Right around this time of year I always seem to have a soft spot for the slightly (or severely) disadvantaged. For some reason March Madness is something I can't pass up and I always love a good Cinderella story. Which got me to thinking - there are underdogs everywhere, not just in sports, and in times like these it must be tough to be in the shoes of the little guy.
Clearly recruiting feels the sting of a bad economy, and I'd wager to say it makes things very tough for the 'mom and pop' shops to stay in business. Sure, the national (sometimes international) powerhouse job shop firms who employ thousands of robot-like recruiters worldwide will weather the storm. They may have to cut back in an area or two, but they will likely still be around and doing rather well once things turn the corner.
But what of the little guys?
The smaller shops can't hang their hat on huge placement numbers like the big boys. They don't have the luxury to quickly change industries, or refocus parts of their team to the hotter areas. Unfortunately it seems to me that the smaller shops are usually the ones who understand the personal nature of our business the best, though. The success or failure of a deal is far more personal to these folks because it is not just the next paycheck, but potentially their very livelihood that can be affected. These are the people who still send hand-written cards to their best customers, make personal visits whenever possible, and actually care enough to learn about the people they do business with. Their customers and candidates alike are more than just a number, a metric, or the next fee.

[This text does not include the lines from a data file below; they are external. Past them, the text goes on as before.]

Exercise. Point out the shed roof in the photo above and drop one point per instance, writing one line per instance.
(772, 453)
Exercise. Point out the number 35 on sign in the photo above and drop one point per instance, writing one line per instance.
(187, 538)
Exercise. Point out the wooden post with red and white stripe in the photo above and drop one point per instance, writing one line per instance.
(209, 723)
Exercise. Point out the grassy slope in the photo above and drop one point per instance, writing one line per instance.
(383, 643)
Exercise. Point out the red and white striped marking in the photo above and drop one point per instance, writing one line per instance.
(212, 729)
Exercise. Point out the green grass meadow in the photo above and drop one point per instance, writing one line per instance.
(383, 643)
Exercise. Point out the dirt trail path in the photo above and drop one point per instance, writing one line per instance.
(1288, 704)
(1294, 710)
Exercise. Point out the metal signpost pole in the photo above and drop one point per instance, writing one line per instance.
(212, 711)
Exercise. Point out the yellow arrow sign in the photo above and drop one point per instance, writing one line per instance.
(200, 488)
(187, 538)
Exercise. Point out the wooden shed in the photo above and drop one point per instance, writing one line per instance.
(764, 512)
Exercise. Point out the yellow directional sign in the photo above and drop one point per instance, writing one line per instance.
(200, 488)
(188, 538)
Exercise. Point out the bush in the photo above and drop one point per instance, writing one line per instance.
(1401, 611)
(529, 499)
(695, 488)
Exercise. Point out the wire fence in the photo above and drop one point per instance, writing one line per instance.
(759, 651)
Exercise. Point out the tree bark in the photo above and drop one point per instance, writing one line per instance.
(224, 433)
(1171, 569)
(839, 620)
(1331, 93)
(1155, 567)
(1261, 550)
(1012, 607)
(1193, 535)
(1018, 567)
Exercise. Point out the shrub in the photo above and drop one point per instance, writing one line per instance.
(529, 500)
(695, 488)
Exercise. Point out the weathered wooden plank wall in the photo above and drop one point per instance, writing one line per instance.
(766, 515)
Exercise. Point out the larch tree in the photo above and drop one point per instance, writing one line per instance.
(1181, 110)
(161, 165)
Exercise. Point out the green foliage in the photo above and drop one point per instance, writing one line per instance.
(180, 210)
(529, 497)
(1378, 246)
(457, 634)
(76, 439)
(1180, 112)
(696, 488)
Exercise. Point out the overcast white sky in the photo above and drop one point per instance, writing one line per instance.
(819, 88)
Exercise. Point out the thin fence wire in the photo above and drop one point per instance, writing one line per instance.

So what does this mean? Are we doomed to be overrun by the industry Goliaths that care more about metrics than personal service? I, for one, sincerely hope this is not the fate our industry is meant to suffer. I root for the little guy, and in this case, I really hope that those recruiters who understand what it means to build and maintain a relationship can weather the storm. They are the ones who deserve all the success they can handle.